Most knew Jan Reed as a friend, Citizen of the Year, Kiwanis member, neighbor, activist, and humorist.
Our mother, Jannene G. Reed, was an amazing optimist who considered herself “the luckiest person in the world.” She passed onto her new heavenly life incredibly peacefully on Saturday, December 17, 2016, at the enviable age of 87. In fact, a veteran nurse at Huntington Memorial Hospital who witnessed her transition stated that she had never witnessed such a peaceful death. She truly was a mother who taught us how to live and then how to pass on.
Mom was born the youngest of four daughters to Frank James and Pearl Margaret Griffith on a farm outside of Wayne, Nebraska, on February 8, 1929. Family lore has it that it was 21 degrees below zero. As a girl, Mom loved to play the piano, make up songs, write poems and stories. Later she started drawing comic strips.
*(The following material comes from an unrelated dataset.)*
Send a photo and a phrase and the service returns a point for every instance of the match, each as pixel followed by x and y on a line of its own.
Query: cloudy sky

She constantly drew, illustrating most stories she studied and various classical stories she read.
As a young woman, she began to work at the Wayne Herald (the local newspaper), collecting subscriptions at first, then she went into writing. Later she became Features Editor. Mom attended Wayne Prep High School, where she was Homecoming Queen and valedictorian – which came with it four years of college classes at Wayne State College FREE.
Mom met Don Reed at Wayne State College in their junior year (she was 4 months his senior), and they were married on April 5, 1953. He had enlisted in the Air Force, and they were stationed first in Madison, Wisconsin; then Sault St. Marie, Michigan; and then Chicago, Illinois. In Chicago, Mom worked as a layout prospective artist for General Telephone Company. They subsequently moved to Kearney, Nebraska, where Dad was a news director and Mom was a copywriter. When Dad decided to go to law school, they moved again to Vermillion, S.D. As Dad got his JD, mom taught art in the local schools. On October 5, 1959, and their second child, Barbara Jayne (Barbee), was born on December 20, 1961.
Mom and Dad moved our family from Wayne to Honolulu, Hawaii, in 1972. They settled permanently in Southern California in 1974, first in San Marino, then the Sierra Madre, and finally retiring in Pasadena. In San Marino, Mom worked for the local newspaper, the Tribune. Her dream was always to own a small newspaper and be editor and publisher, so when the Sierra Madre News became available in 1980, she and Dad bought it. Mom called it “a broadsheet, typical ‘country’ weekly newspaper.”
The Sierra Madre was wonderful to Mom and Dad. Camee and Barbee had left the nest, and Mom was truly a town leader. In the 1980s, she kept very busy with the paper, the printing business that came with it and was invited to serve on the Methodist Hospital’s board in Arcadia. This was a golden time for Mom and Dad.
By 1994, though, Mom was getting pretty tired (her hours were horrendous as both editor and publisher), and they sold the paper. Unfortunately, the paper itself folded (without her inspired leadership) in 1996. Mom stayed very active in town, belonging to several groups, including Kiwanis (she was one of the first women members). She was humbled and thrilled to become Sierra Madre Citizen of the Year in 1995.
She has stayed active and vital, rarely sitting still. At their retirement community in Pasadena, Mom wrote profiles of many of the employees and residents. She continued to find humor in many situations and be positive even as the years caught up with her.
Mom is survived by Dad, Camee, Barbee, and four beloved grandchildren – Wesley (Megan), Jayne, Sara, and Henry. We are confident that St. Peter met Mom at the Pearly Gates with a typewriter, a deck of bridge cards, and directions to the nearest piano. She won’t sit still long.